7年という歳月をわずか150頁で綴るので、かなり端折った感じがします。英語も満足に話せず、アメリカの芸能界での実績がゼロである彼女が大役をつかむまでに味わった苦労や屈辱にまつわるエピソードはもちろんいくつか記されていますが、それでも紙幅が限られているせいか描き方は断片的なこぼれ話の積み重ねであるような印象を与えるもので、意外とあっさりしている気がしました。
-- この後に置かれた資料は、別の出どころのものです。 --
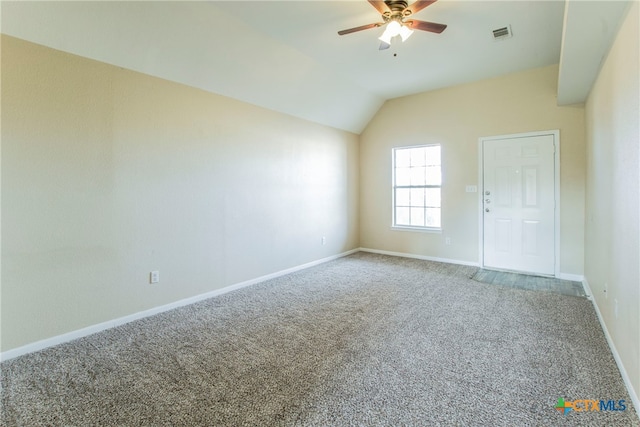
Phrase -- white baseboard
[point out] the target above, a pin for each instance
(70, 336)
(614, 351)
(571, 277)
(423, 257)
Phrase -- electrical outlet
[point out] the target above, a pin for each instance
(154, 276)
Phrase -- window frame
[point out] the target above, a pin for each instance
(394, 187)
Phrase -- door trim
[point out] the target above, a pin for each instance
(556, 237)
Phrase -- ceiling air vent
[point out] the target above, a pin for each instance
(502, 33)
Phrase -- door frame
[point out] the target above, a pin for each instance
(556, 237)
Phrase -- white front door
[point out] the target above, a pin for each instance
(519, 203)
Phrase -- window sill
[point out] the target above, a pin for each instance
(433, 230)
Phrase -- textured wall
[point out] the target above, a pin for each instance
(108, 174)
(612, 254)
(456, 118)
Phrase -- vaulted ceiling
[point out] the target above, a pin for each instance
(288, 57)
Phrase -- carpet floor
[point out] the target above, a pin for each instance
(367, 340)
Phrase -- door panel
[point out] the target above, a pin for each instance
(519, 204)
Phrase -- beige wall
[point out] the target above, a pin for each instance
(456, 118)
(108, 174)
(612, 253)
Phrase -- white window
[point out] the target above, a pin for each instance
(417, 180)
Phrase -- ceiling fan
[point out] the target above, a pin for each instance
(395, 15)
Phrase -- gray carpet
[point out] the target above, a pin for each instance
(363, 340)
(532, 283)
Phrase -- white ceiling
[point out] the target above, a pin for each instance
(288, 57)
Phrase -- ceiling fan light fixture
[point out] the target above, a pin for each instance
(395, 28)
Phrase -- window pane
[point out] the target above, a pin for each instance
(433, 217)
(402, 197)
(403, 176)
(418, 176)
(433, 155)
(418, 156)
(433, 197)
(403, 158)
(417, 197)
(434, 176)
(402, 216)
(417, 216)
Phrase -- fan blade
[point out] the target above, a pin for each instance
(380, 6)
(419, 5)
(360, 28)
(426, 26)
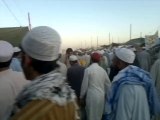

彼女は演じるのが専門で、筆を持つのは専門外ですから、それも致し方ないところかもしれません。
しかしそれでも映画好きな私としては、アメリカで俳優が役をつかむまでのプロセスには想像を超えたシステムがあり、そのプロセスの最後までなんとかたどりつくために彼女を含め若い俳優たちが様々な手練手管を使っていく様子に大きな関心を持ちました。
無名の俳優たちは自主制作映画にあえてノーギャラで出演してその作品を自分のプロモ素材とするだとか、オーディションでは訊かれても自分の実年齢は絶対に言わないとか、テレビや映画俳優としてやっていくために必要なエージェントはなかなか見つからないので、モデルやCM俳優のエージェントから見つけていくとか、CMにも再放送料金が入るのでフォルクス・ワーゲンのような大手自動車メーカーのCMに出ると結構な収入になることだとか、知らなかった事柄がたくさん紹介されています。
田村英里子という俳優に興味がなくても映画好きなら興味深く読むことが出来るのではないでしょうか。